May of 2009 I created a team “The Lucky Thirteens” for the New York City lupus walk. This was the first time I can recall feeling ownership over this disease. I spoke openly about it, wanted people to understand what having lupus entailed, and wanted to bring awareness to a disease that is not well known but so many suffer from.
For so long I did not want to be associated with this word. It felt like a dirty word that could so easily define me. It was a label that I feared would define me.
Events shape our perception and through experience we learn. What I had learned from being open with people about having lupus was that I would be judged.
“Oh, I know someone who died from that.”
“You don’t look sick.”
“This woman I know can’t even get out of bed anymore.”
“Wow…so are you going to have kids?”
I don’t think that anyone meant malice by their words, but these were the conversations that shut me down. I began to fear that I would be unlovable or that I should not put someone in the position to be with a “sick” person, or a person who could possibly one day be unable to get out of bed. I developed irrational fears such as, if my job finds out maybe they wont want to keep me.
Confronting my fears head on were the initial steps that I took to be able to accept that lupus is a part of me, but it is not me. The Lupus Walk was a chance for me to rally support for something that is important to me. I was so afraid of putting myself out there, but I needed to.
At the time I was in college and I was broke. My friends were broke. How could I ask for money? I began a campaign for cans and I called it “Drinking for a Reason.” Classy. I know. The support I received was overwhelming. People were going out of their way to make sure that I got their cans. Messages over facebook, texts, calls, friends by association. People wanted to help. It was amazing, minus living in fear that the can collectors of downtown Albany would identify the ring I had going on and hunt me down for blood. They had a serious operation going on.
With the help of friends who dedicated hours, mini vans, and their time I was able to collect $250 in money just from cans. Think about that. $250 is five-thousand-cans. After writing that out I now realize I probably should have gotten tetanus shots.

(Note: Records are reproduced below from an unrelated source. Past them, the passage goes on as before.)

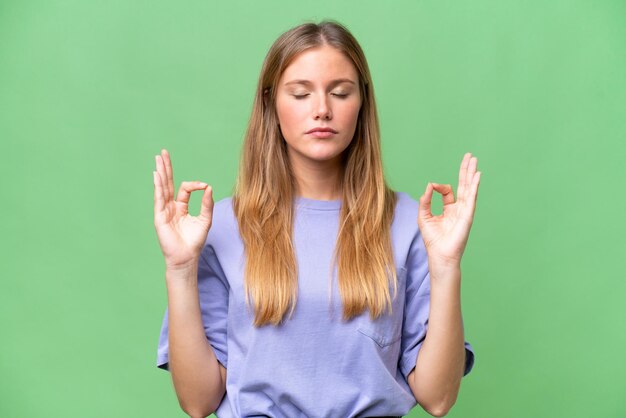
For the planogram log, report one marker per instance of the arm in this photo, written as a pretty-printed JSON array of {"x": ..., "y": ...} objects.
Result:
[
  {"x": 436, "y": 379},
  {"x": 199, "y": 379}
]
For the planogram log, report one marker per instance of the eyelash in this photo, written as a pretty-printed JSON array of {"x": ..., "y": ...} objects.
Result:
[{"x": 341, "y": 96}]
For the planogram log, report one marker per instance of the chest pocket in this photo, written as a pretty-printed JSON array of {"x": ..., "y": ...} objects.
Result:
[{"x": 387, "y": 328}]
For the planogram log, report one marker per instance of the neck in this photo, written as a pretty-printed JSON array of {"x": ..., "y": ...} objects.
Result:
[{"x": 319, "y": 180}]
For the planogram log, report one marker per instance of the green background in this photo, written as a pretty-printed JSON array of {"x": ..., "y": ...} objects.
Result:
[{"x": 91, "y": 91}]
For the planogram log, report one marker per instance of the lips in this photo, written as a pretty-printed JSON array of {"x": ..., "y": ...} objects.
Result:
[{"x": 321, "y": 129}]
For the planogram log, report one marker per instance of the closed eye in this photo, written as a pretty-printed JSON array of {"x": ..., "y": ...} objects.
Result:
[{"x": 302, "y": 96}]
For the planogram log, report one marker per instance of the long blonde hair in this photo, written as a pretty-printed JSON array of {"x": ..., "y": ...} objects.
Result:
[{"x": 263, "y": 200}]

I then decided that wasn’t enough. I spread the message and I began to advocate for my team. Sometimes you just have to ask people for help, and you would be surprised by how much people want to support your cause. As a team we were able to raise over $3000 dollars. We were a top team in the lupus walk that year. Most important to me were the people who came out and showed their support. Friends that came from Albany to Manhattan just to walk next to me, friends who I had not seen in years were there as well, I walked with my mom, my brother, a bulldog, and people that I can never thank enough.
So for the first time in my life I feel like I can say I have lupus. Pobody’s nerfect.